There's probably a problem upstream, you can check yourself and find out where it is by doing a simple traceroute. My guess is that if you're seeing 500ms+ ping that you're going through some satellite based ISP peer upstream. Meaning, they're getting data to the east coast with some propietary crap, rather than the normal land lines which are much, much, much faster. That's just my guess.
Again, all of this is up for debate until you do a simple traceroute to Herocraft and find the cause of your lag.
It'll look something like this
IP // Latency
IP ADDRESS 8ms <-- Your first 'router', this is likely your router in your house or the first router your isp uses in your neighborhood.
IP ADDRESS 9ms etc
IP ADDRESS 10ms etc
IP ADDRESS 12ms etc
IP ADDRESS 15ms <-- Your ISP's final router
IP ADDRESS 75ms <-- your isp's peer network
IP ADDRESS 79ms <-- your isp's peer network
IP ADDRESS 453ms <-- your isp's peer's peer.
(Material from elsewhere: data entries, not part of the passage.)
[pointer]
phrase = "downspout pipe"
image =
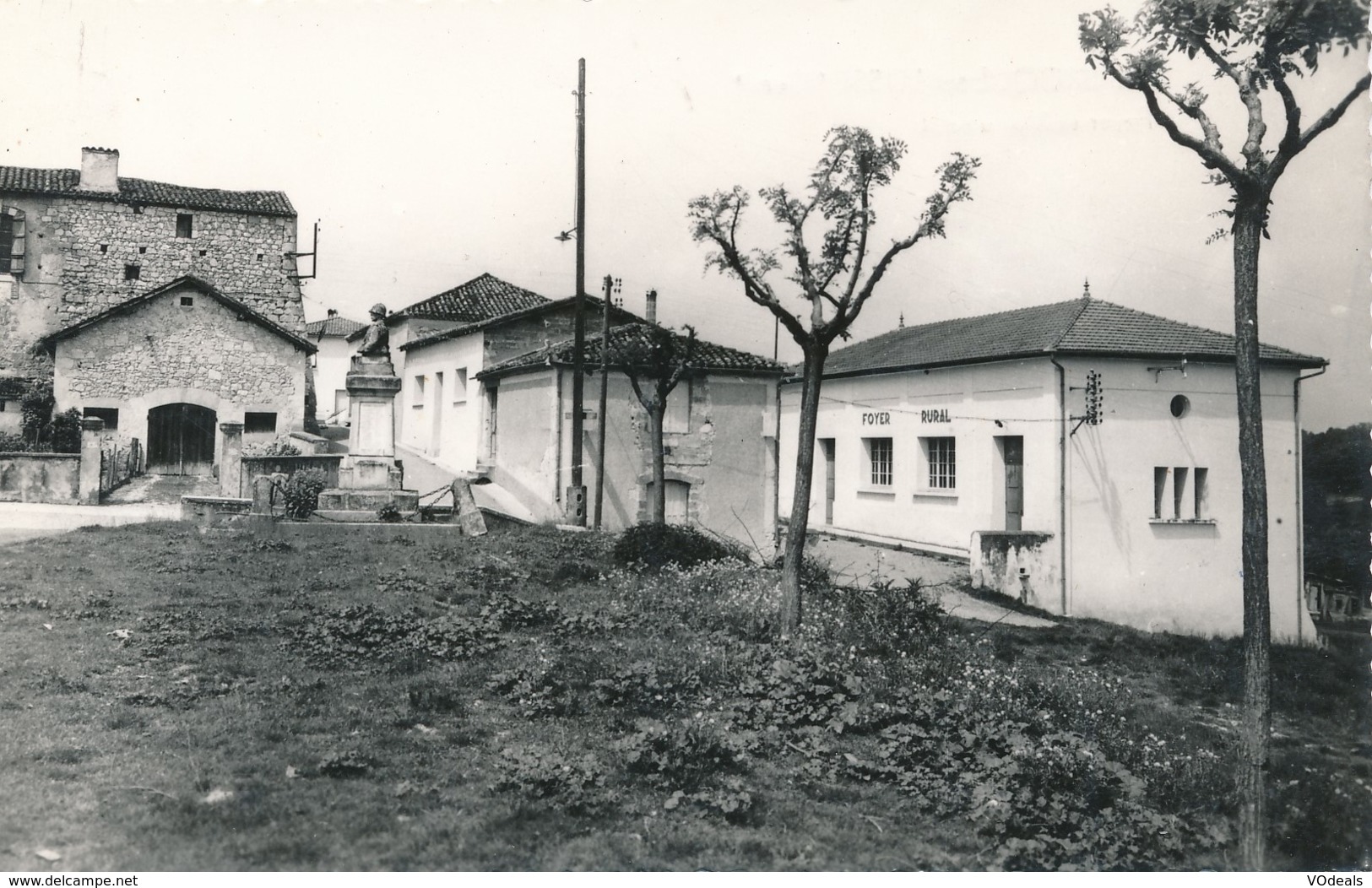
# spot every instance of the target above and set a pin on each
(1299, 504)
(1062, 485)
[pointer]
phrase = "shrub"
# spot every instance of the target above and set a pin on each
(36, 407)
(882, 620)
(540, 773)
(364, 633)
(511, 612)
(66, 431)
(302, 493)
(681, 755)
(535, 688)
(645, 688)
(799, 690)
(653, 546)
(279, 447)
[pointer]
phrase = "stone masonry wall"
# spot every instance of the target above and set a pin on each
(165, 344)
(77, 252)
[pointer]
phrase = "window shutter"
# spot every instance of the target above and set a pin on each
(17, 232)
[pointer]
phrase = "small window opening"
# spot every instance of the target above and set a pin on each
(109, 414)
(880, 456)
(1159, 489)
(1180, 475)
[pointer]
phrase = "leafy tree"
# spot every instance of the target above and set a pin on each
(1255, 48)
(829, 279)
(654, 360)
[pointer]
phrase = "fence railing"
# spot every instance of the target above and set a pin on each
(120, 463)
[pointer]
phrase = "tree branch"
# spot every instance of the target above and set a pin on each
(1291, 144)
(1209, 157)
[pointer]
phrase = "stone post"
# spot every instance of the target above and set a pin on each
(88, 484)
(230, 458)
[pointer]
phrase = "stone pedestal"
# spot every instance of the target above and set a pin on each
(230, 458)
(369, 478)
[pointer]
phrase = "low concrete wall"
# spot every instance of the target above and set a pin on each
(214, 511)
(1021, 565)
(40, 478)
(257, 467)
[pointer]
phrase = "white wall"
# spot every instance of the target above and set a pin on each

Most likely where the problem is.
IP ADDRESS 478ms <-- another jump inside the US probably maryland
IP ADDRESS 551ms <-- another jump inside the US, probably somewhere mainland
insert another dozen or so jumps
IP ADDRESS herocraft <-- then you get herocraft, and your final latency ping.
Ofcourse, coming from EU, means that you will see like 15-30 jumps, or more. The less, the better. Obviously there are problems with some network in between where you are, and where herocraft is, not neccessarily "your network" or herocrafts. Again, the only way to tell is to do a traceroute.